Now, in the distance, the sky is empurpled by dawn. The stars have dimmed against the lightening void, and the horizon becomes invisible as a sharp-cut silhouette – something you might trace with pencil and compass.
I like to believe Mattie was her name – that she told me it true, even if just that one time. It’s passed my lips enough times, maybe more like a prayer than a rightful name. Mattie. Mattie, you out there somewhere? Mattie – where’d you get to, girl? It’s just a word is all it is, a word spoke to the darkness. But so are all words. Goodness, purity, truth, God. You build somethin with your eyes closed. You speak it to life. Then you open your eyes – and what kind of tower? Where’s it reach to? Maybe nowhere. Maybe all the way to heaven.
He pauses. There is rustling movement among the listeners. Perhaps some of them are waking to his voice, the same voice they fell asleep to, and are now wondering what a thing is a story with just a beginning and an end. Perhaps some of them are just antic against the dawn.

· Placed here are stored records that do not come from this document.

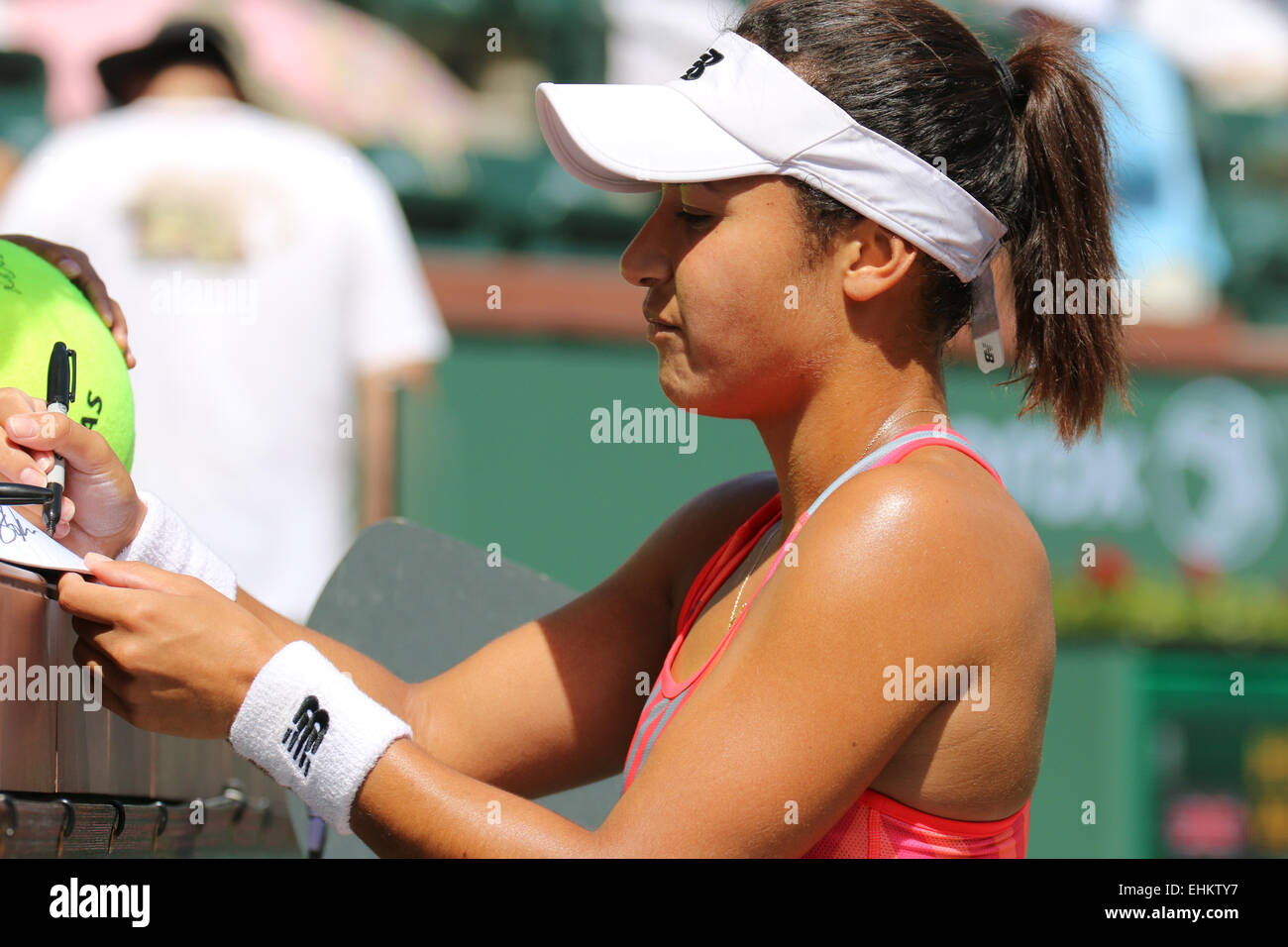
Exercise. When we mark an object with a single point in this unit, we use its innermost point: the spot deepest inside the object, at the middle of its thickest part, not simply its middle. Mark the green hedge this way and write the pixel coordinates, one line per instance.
(1220, 612)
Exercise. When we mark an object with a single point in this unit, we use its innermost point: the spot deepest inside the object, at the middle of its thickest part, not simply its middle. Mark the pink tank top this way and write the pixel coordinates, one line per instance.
(875, 826)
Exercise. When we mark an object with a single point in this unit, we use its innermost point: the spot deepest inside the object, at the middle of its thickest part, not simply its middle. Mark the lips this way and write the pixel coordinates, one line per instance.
(656, 321)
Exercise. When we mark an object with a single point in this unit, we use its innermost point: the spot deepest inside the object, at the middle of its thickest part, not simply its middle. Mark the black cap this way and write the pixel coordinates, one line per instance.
(125, 75)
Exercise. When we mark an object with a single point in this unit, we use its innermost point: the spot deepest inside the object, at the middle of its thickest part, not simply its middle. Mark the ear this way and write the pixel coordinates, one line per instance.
(875, 261)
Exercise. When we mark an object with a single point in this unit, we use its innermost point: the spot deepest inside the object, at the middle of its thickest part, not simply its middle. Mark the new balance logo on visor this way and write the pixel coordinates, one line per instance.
(304, 736)
(709, 58)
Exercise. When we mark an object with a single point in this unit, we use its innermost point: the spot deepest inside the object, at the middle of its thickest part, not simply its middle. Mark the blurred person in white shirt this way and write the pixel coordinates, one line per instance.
(274, 299)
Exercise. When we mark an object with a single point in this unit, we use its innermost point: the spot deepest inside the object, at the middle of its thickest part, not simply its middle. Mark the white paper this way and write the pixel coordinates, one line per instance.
(25, 544)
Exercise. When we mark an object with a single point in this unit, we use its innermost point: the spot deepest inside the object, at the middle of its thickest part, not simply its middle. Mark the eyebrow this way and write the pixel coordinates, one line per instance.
(716, 187)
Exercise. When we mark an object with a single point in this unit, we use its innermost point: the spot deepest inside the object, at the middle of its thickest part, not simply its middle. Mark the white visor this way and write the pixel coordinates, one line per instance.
(741, 112)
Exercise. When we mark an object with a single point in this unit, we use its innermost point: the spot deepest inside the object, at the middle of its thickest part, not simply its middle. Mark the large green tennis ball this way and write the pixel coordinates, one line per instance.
(39, 305)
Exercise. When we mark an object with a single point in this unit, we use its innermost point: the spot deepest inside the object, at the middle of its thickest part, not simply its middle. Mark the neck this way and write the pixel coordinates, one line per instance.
(829, 432)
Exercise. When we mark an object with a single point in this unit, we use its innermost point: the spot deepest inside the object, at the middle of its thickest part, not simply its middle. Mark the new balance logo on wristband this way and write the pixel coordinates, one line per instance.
(304, 736)
(709, 58)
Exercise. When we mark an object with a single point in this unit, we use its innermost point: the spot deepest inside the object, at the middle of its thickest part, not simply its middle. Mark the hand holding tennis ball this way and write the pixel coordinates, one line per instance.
(50, 292)
(76, 266)
(102, 512)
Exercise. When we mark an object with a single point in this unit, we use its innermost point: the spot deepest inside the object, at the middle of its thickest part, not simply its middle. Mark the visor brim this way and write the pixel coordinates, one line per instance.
(634, 138)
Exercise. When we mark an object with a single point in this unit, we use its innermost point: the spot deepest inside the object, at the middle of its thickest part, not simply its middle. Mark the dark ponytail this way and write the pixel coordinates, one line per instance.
(1064, 224)
(1035, 155)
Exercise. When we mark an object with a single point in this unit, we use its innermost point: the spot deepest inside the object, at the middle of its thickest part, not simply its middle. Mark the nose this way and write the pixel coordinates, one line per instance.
(644, 262)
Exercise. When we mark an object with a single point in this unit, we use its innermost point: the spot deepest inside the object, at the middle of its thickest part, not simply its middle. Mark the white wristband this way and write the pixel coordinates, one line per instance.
(310, 728)
(163, 540)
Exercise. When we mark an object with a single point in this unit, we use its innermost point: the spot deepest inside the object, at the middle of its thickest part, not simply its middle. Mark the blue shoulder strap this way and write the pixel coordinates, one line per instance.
(887, 450)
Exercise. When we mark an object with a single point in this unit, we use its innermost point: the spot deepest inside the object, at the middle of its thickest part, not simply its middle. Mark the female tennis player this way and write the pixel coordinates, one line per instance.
(849, 656)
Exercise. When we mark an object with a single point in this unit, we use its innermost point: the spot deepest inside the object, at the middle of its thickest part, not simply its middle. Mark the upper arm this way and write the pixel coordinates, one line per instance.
(795, 719)
(554, 702)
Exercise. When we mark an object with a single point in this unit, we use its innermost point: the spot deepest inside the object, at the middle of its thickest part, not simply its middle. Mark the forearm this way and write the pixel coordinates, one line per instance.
(376, 681)
(415, 805)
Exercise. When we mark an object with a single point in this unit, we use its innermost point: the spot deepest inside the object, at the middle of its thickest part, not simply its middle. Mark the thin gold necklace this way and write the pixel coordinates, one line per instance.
(867, 450)
(759, 562)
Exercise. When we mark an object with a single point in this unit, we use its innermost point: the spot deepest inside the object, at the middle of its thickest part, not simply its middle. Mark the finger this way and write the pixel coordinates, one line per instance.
(138, 575)
(99, 603)
(86, 450)
(82, 275)
(89, 656)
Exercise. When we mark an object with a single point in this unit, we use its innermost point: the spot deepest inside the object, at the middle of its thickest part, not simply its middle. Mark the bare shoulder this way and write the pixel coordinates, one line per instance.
(947, 544)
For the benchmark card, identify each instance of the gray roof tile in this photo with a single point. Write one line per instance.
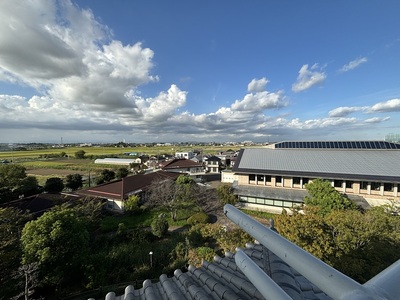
(222, 279)
(356, 163)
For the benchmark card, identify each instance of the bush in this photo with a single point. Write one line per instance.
(197, 255)
(199, 218)
(159, 227)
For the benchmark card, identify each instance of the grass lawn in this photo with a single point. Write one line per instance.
(259, 214)
(144, 218)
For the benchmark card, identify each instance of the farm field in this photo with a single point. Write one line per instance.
(102, 151)
(38, 165)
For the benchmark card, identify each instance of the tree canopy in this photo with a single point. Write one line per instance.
(54, 185)
(80, 154)
(121, 173)
(11, 223)
(323, 195)
(73, 181)
(58, 241)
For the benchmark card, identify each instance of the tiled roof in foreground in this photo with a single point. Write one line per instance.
(274, 268)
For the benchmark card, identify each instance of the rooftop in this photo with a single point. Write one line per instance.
(272, 268)
(360, 164)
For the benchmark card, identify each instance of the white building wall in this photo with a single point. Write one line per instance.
(228, 176)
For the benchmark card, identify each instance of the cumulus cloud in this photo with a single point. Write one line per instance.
(392, 105)
(376, 120)
(257, 85)
(353, 64)
(345, 111)
(69, 56)
(89, 83)
(308, 77)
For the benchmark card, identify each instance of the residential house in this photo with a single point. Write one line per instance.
(116, 192)
(226, 157)
(275, 177)
(182, 165)
(271, 268)
(184, 154)
(213, 164)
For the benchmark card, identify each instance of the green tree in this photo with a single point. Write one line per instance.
(11, 223)
(29, 186)
(326, 197)
(159, 226)
(59, 242)
(225, 194)
(359, 244)
(164, 193)
(53, 185)
(121, 173)
(132, 204)
(11, 175)
(80, 154)
(105, 176)
(197, 255)
(73, 181)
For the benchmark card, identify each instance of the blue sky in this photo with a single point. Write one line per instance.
(164, 71)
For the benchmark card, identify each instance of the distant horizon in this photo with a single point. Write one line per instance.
(395, 139)
(177, 71)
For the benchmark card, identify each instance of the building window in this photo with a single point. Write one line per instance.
(338, 183)
(388, 187)
(375, 186)
(363, 185)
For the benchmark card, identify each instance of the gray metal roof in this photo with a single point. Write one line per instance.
(384, 164)
(273, 269)
(223, 279)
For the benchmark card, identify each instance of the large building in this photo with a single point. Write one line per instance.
(274, 177)
(272, 268)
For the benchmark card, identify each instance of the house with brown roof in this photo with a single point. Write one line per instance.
(271, 268)
(116, 192)
(182, 165)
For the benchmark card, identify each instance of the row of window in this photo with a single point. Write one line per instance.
(375, 186)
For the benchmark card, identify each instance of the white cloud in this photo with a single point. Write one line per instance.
(162, 107)
(376, 120)
(392, 105)
(353, 64)
(321, 123)
(345, 111)
(70, 56)
(88, 83)
(308, 77)
(256, 86)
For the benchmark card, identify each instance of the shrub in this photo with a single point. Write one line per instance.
(198, 218)
(159, 227)
(197, 255)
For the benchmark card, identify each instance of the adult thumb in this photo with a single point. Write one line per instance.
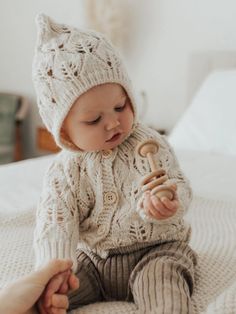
(53, 267)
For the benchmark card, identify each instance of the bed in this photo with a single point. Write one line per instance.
(206, 149)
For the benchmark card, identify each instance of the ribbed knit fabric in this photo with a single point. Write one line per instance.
(213, 238)
(89, 200)
(159, 279)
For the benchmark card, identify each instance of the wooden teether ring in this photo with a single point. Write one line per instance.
(154, 181)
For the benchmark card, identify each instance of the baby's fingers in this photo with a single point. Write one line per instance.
(170, 205)
(73, 282)
(57, 311)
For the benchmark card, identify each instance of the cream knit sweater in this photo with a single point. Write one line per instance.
(91, 200)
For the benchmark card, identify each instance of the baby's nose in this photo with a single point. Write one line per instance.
(112, 123)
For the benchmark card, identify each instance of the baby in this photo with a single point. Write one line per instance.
(125, 244)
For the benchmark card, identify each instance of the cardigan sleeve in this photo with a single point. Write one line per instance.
(167, 160)
(57, 219)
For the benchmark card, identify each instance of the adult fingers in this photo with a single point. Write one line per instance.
(52, 268)
(60, 301)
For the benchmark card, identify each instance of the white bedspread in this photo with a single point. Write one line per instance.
(212, 215)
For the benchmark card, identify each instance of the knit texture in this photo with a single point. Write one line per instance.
(67, 63)
(89, 199)
(213, 238)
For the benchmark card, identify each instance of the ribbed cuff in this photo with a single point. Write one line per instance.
(45, 251)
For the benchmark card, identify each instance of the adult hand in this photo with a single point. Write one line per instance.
(20, 296)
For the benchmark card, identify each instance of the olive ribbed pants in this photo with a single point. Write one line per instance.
(158, 279)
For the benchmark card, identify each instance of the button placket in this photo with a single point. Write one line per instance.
(109, 198)
(106, 153)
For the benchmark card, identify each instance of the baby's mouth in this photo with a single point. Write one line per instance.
(114, 138)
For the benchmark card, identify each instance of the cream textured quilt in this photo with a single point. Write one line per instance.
(213, 237)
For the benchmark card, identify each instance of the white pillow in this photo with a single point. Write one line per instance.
(209, 123)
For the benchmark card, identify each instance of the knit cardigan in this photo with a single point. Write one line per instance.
(91, 201)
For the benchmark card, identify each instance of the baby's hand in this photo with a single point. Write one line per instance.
(160, 208)
(54, 300)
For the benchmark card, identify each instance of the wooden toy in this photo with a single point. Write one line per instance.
(155, 180)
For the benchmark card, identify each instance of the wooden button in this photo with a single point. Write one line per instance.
(110, 197)
(106, 153)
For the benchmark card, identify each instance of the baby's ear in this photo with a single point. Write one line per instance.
(64, 134)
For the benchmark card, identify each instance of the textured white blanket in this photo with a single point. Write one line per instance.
(213, 237)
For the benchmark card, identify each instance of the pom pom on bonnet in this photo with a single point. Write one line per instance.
(67, 63)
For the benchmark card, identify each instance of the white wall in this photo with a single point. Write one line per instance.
(161, 37)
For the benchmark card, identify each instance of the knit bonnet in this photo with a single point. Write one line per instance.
(67, 63)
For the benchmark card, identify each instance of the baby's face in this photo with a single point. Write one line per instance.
(100, 119)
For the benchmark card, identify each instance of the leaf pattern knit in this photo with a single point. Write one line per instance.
(91, 200)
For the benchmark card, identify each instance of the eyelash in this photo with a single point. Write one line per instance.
(117, 109)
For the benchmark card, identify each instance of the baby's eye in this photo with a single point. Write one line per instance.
(94, 121)
(120, 108)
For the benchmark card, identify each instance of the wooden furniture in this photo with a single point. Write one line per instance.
(45, 141)
(13, 110)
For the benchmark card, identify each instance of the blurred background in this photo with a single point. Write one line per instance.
(157, 38)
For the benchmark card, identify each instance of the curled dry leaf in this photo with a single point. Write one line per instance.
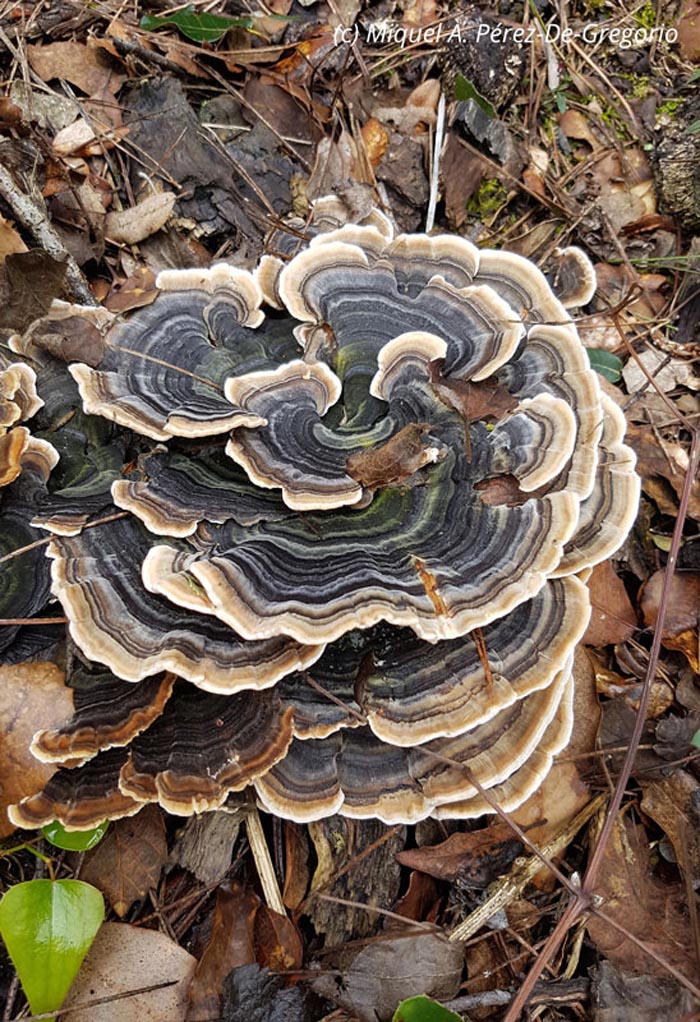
(135, 292)
(612, 616)
(29, 284)
(658, 458)
(87, 67)
(673, 802)
(133, 225)
(649, 909)
(667, 373)
(384, 973)
(129, 860)
(229, 946)
(32, 695)
(127, 958)
(625, 187)
(9, 240)
(683, 618)
(472, 860)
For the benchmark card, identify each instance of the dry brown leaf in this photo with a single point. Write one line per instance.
(621, 996)
(673, 802)
(657, 458)
(139, 222)
(9, 240)
(277, 941)
(32, 696)
(229, 946)
(472, 860)
(29, 283)
(376, 140)
(86, 139)
(612, 618)
(87, 67)
(649, 909)
(574, 124)
(420, 901)
(74, 338)
(683, 617)
(384, 973)
(128, 862)
(667, 373)
(127, 958)
(689, 31)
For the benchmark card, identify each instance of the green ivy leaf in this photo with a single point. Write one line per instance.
(605, 363)
(422, 1009)
(464, 89)
(200, 28)
(74, 840)
(48, 926)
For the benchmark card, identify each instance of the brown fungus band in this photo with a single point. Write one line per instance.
(383, 461)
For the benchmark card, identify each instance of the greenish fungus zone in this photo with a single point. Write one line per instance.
(351, 573)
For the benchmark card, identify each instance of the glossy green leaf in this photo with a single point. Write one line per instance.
(74, 840)
(48, 926)
(605, 363)
(464, 89)
(422, 1009)
(200, 28)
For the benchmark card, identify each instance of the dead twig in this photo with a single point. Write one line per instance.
(35, 220)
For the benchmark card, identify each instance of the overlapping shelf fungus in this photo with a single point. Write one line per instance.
(348, 570)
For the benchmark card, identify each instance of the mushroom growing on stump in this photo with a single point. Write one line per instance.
(347, 576)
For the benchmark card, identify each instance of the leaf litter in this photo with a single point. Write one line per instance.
(183, 138)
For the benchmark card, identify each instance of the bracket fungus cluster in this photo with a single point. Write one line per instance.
(350, 572)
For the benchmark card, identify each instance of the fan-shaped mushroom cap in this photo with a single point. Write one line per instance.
(353, 772)
(574, 279)
(251, 734)
(363, 516)
(271, 583)
(175, 493)
(525, 781)
(24, 575)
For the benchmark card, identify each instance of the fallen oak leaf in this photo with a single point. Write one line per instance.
(472, 860)
(128, 958)
(128, 862)
(31, 281)
(612, 618)
(230, 946)
(139, 222)
(87, 67)
(649, 909)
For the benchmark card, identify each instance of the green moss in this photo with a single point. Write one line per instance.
(646, 16)
(640, 85)
(487, 199)
(669, 107)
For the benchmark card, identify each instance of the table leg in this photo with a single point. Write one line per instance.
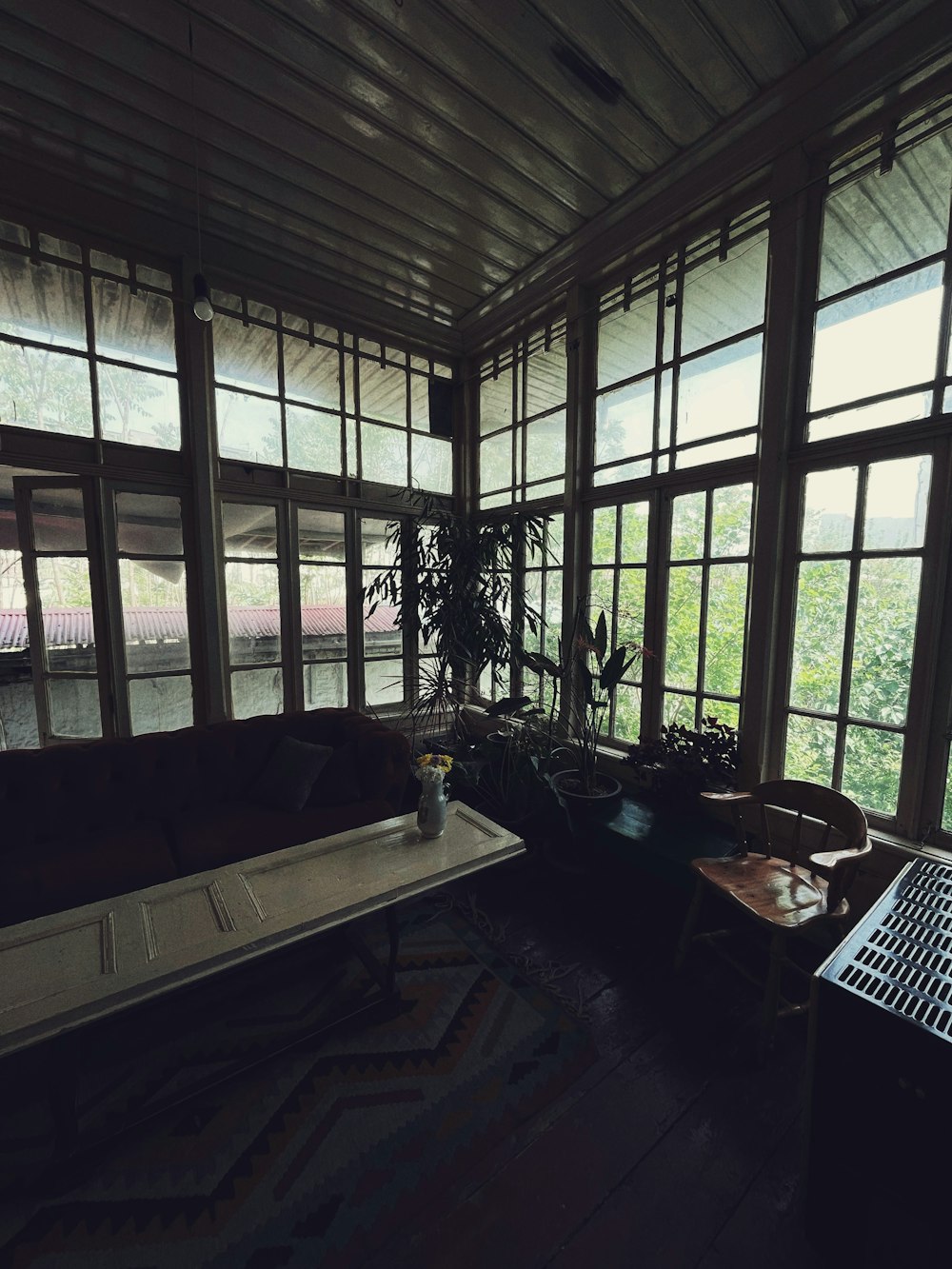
(394, 936)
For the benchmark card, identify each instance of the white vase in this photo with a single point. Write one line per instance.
(432, 811)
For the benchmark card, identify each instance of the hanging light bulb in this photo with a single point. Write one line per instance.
(202, 304)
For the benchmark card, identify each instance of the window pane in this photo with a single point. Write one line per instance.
(726, 613)
(57, 519)
(497, 403)
(74, 708)
(883, 221)
(249, 427)
(885, 629)
(883, 339)
(432, 464)
(545, 446)
(635, 533)
(730, 522)
(154, 614)
(897, 502)
(383, 392)
(246, 357)
(684, 627)
(545, 380)
(42, 302)
(819, 635)
(46, 391)
(631, 609)
(384, 454)
(314, 439)
(257, 692)
(249, 529)
(323, 612)
(254, 613)
(829, 510)
(160, 704)
(725, 297)
(720, 391)
(627, 712)
(149, 523)
(312, 374)
(811, 744)
(626, 422)
(871, 768)
(688, 526)
(497, 462)
(627, 340)
(131, 327)
(384, 683)
(326, 685)
(137, 407)
(67, 606)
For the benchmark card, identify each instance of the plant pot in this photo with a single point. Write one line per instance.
(582, 806)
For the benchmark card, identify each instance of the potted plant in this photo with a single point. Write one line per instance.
(684, 762)
(457, 605)
(585, 683)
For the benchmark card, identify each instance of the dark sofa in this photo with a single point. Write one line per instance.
(89, 822)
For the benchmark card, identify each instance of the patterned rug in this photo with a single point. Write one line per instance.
(320, 1155)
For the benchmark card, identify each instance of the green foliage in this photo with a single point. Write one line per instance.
(585, 679)
(684, 761)
(459, 603)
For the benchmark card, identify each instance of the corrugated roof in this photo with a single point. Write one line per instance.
(72, 627)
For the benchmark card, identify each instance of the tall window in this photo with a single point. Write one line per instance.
(522, 420)
(617, 587)
(860, 563)
(680, 354)
(706, 616)
(296, 393)
(87, 343)
(876, 358)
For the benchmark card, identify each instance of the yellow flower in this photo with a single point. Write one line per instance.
(442, 761)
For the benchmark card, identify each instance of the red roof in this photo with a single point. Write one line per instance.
(72, 627)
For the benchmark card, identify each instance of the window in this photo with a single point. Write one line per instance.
(87, 343)
(522, 420)
(876, 358)
(860, 563)
(680, 355)
(297, 393)
(707, 599)
(617, 585)
(253, 606)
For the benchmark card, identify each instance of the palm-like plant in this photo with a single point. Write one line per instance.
(583, 686)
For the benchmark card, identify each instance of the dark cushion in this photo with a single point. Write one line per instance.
(339, 782)
(288, 776)
(79, 869)
(221, 835)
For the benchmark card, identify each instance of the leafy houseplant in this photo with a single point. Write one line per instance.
(585, 681)
(451, 586)
(684, 762)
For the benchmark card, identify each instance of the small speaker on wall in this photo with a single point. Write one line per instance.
(442, 407)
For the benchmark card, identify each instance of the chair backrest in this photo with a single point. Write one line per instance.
(825, 807)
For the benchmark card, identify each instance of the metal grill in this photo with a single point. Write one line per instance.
(902, 961)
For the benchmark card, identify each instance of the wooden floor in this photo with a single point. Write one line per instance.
(677, 1151)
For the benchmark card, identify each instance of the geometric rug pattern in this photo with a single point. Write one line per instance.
(314, 1159)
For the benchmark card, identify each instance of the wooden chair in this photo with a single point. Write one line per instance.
(783, 895)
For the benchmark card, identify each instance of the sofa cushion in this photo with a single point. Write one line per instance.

We searched her out for a long time, Moses continues, Abraham and me. Sometimes we’d hear stories that sounded like they could of been her – but we never saw her again. Ten years now. Could be I’m cursed to tail women my whole life. My wife and daughter – they got away from me. Mattie the Vestal – who ran when I sent her runnin.
He stops again and seems to consider how long he has been chasing people who refuse to be found.
It was only one girl I had any talent for huntin, he says. She – well, she cost me my eye, and the price of my brother, finally, in exchange for Maury there.
He gestures with a nod of his chin to the large mute sleeping at the perimeter of the group.
Just a young girl, that one. I bear her no grudge. One thing you could say about her, she balanced the log books like a true accountant of life. She – yeah, she got away from me too.
He pauses one last time – and this time the silence feels like a bottomless chasm everyone, all the listeners and the teller too, stands on the precipice of.
But that’s a different story altogether, Moses Todd says finally. I guess this story here’s found its finish.
He and his companion travel with the caravan one more day. When the night falls again, he is silent – as though his story of the previous night has exhausted him in a profound way. One of the children, a toddler, approaches him sleepily. The one-eyed man reaches out his hand as if to tousle the child’s blond hair, but at the last moment he pulls his arm back – as though afraid his touch could never be light enough to keep the youngster from shattering harm.
In the morning, both men are gone.
The caravan continues its slow progress over the plain in the direction of many Americas – more than can be counted. Three days later, it is attacked by marauders. The caravaners manage finally to repel the attack, but not without significant losses. Half the travellers are killed, but half survive.